In schools, there will be a more equalized education system that helps children to improve self-awareness and emotional hardiness instead of just teaching them how to score well on examinations. In workplaces, employers will create positive working environments and have staffs that are happy, absorbed and imaginative. In the healthcare system, there will be a larger emphasis on emotional and psychological well-being, not solely on physical health. In communities, there will be advanced intensities of reliance, lower levels of misconduct and more individuals giving time and energy to be involved in their communities. In government policy, there will be priorities readjusted not only to understand the people’s happiness but also to take account of this when formulating policy choices. Finally, in the personal lives of individuals, more citizens will be able to find harmony and satisfaction and less will be fighting stress and depression.
To achieve this ideal world, governments must promote policies that emphasize happiness. These policies can be as simple as dedicating an entire month to happiness and wellbeing (there is currently a single “International Day of Happiness” on March 20), to surveying the population to discover what actions would most benefit citizens’ wellbeing’s. The latter could be done easily by modifying the US census to contain questions about each household’s contentment. An alternative idea would be to encourage the people of the United States to take on an individual “happiness project”- a yearlong project where an individual focuses on increasing their personal life satisfaction by making changes in their everyday life. Rallying people to take their happiness into their own hands allows each individual to accomplish their personal goals for contentment instead of creating a more vague goal for everyone.
Refining the quality of government and renewing people’s sureness in authority would have a considerable result.

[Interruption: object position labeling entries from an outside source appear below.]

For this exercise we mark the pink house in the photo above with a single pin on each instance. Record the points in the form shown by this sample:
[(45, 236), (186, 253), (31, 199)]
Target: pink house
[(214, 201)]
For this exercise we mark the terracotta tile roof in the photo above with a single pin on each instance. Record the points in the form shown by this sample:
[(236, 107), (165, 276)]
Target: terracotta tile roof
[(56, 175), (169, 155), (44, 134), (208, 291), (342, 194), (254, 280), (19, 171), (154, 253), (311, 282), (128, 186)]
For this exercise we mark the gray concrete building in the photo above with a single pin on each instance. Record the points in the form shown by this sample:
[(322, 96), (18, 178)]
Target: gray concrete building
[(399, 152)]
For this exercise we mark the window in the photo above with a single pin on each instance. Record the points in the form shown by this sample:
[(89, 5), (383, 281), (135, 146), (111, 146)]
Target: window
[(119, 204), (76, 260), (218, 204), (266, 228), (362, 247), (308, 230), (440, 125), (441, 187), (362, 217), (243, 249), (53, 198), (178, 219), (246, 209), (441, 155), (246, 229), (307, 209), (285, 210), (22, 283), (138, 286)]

Taking money out of politics, or making sounder policies on principles could do this. The government should attempt to do away with things that appear to make policymakers only concerned in their individual re-elections. Also, a heavy emphasis should be placed on decreasing unemployment, and renewed interest in the area of whole person (mental and physical) health should be commenced. All of these changes would together create a substantial and rejuvenated difference in the happiness of Americans.
A happy nation is a productive, healthy, progressive one. Happiness isn’t an unachievable, far off, idealistic dream- the ability to become happy is one every individual obtains. Administrative leaders should encourage a realization and appreciation of this fact. Happiness is not only achievable through governmental actions, but the nation’s progress in achieving mass contentment is measurable, offering an opportunity to accurately track the country’s progress in its pursuit of individual life satisfaction. Instead of focusing on what individuals think will make them happy, society needs to start focusing on what actually will and move towards accomplishing happiness.